The concepts of class struggle, historical materialism, and the labor theory of value are central to Marxism. Karl Marx, a German philosopher, economist, sociologist, and revolutionary, is the originator of Marxism. The conflict between workers and owners is the core of this analytical lens, with the workers being disadvantaged in terms of capital and means of production.
The film accurately portrays the motivations of replacement players who had the opportunity to fulfill their American dream of playing for their hometown team, which was a pipe dream for many people, especially in the highly competitive NFL.
But, it is important to remember that as sympathetic as replacement workers can be, their role is to weaken the power of labor. If there are workers to replace you, it drives down the cost of your labor and thus while you may produce an unimaginable value for your bosses, you yourself are treated as a replaceable piece in the greater engine.
The plot of the film see the star QB Shane Falco of the titular “replacements”, in turn replaced by the two time Champion QB Eddie Martel and the audience is basically told to hate him for it. But not to hate him for breaking the strike, to hate him for being there when he was replaced.
This gives the game away as to the message of the film. The core of the film is players shouldn’t ask for anything and should be grateful for the handouts they’re given.
All players are replaceable
The film was inspired by the 1987 players’ strike, which occurred 13 years prior to the film. The strike was a complete and utter failure for the players, as strikes in general can be both ineffective and expensive if the owner class isn’t vulnerable to the loss of production. For athletes, striking effectively can be one of the more difficult tasks, as they are often the object of incredible envy and are maligned for any sort of exercise of bargaining power. Players exist in a super position of being the idol and the villain to millions and any complaint of mistreatment can and often is dismissed as whining from an overpaid prima-donna. The Replacements serves as film distillation of that sentiment. Stories like this serve not only to weaken the players’ resolve but also the resolve of workers in general.
Often, strikes come from one side asking for too much for too little, and that side just so happens to be the owners. Their interest as a class is not in raising the standard for the working class but to pay them as little as possible while extracting as much value as possible. This was the implicit and sometimes explicit goal of the NFL owners in the 1980s and remains true today. NFL players are routinely treated as disposable, with owners trying to extract as much value as possible from them while paying them as little as possible in a sport that is destructive to their bodies.
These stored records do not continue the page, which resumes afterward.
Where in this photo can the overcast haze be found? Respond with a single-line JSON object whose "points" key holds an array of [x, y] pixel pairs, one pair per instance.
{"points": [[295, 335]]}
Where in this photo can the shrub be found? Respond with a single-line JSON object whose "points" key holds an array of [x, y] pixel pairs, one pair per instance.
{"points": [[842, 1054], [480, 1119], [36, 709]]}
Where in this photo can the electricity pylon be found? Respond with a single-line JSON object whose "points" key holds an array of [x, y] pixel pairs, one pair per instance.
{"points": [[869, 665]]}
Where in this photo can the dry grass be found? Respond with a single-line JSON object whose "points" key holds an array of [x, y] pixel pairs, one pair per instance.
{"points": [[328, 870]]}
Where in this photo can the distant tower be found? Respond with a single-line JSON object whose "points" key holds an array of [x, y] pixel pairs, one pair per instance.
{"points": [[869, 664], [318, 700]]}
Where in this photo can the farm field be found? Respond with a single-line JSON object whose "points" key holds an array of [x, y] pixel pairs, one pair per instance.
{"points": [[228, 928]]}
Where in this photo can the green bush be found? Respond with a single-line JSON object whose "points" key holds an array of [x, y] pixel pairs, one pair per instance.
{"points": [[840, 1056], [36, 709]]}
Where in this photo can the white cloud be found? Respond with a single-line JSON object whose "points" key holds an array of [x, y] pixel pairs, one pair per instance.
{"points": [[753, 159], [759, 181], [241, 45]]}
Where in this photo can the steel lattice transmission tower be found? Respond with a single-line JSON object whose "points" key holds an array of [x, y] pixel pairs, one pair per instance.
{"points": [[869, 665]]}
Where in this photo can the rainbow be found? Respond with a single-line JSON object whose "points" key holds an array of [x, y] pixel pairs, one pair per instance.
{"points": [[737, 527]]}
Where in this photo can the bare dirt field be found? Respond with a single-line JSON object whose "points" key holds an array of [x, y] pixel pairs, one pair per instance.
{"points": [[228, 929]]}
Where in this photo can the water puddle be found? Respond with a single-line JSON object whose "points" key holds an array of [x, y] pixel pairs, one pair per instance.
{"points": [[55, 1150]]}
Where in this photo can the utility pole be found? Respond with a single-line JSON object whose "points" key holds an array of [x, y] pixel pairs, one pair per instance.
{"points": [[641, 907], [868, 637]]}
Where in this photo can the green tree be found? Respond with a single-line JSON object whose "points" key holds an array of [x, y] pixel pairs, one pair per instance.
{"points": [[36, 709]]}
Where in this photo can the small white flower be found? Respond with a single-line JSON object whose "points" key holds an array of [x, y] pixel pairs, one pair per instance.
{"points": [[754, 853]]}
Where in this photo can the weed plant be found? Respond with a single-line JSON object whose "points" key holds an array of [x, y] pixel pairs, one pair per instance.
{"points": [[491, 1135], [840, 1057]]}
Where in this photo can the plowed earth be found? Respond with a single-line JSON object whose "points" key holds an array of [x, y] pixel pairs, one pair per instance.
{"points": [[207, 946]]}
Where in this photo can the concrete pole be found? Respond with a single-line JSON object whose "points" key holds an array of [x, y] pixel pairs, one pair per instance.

The film presents an interesting element in that no player is actually all that important. While he is the chief antagonist of the film, Martel, is presented as not all that good despite winning two Super Bowls. In the modern NFL, a quarterback winning one Super Bowl as a starter is, with rare exception, considered a star. Winning two Super Bowls as a quarterback is almost a guarantee to go into the Hall of Fame, the greatest compliment to a player’s career. With that in mind, the fact that Martel is treated as inferior to Falco is thematically coherent but, from the standpoint of anyone knowledgeable about football, an egregious claim.
Movies like The Replacements reflect the reality of the world in which players, being millionaire were and are still treated with contempt despite being the workers for billionaires who often escape any meaningful criticism.
In the film and in real life the players were never going to win against the owners. In the end, the workers, both replacement and contracted, are shown to be disposable. The owner is happy. After all, he and those like him are the winners.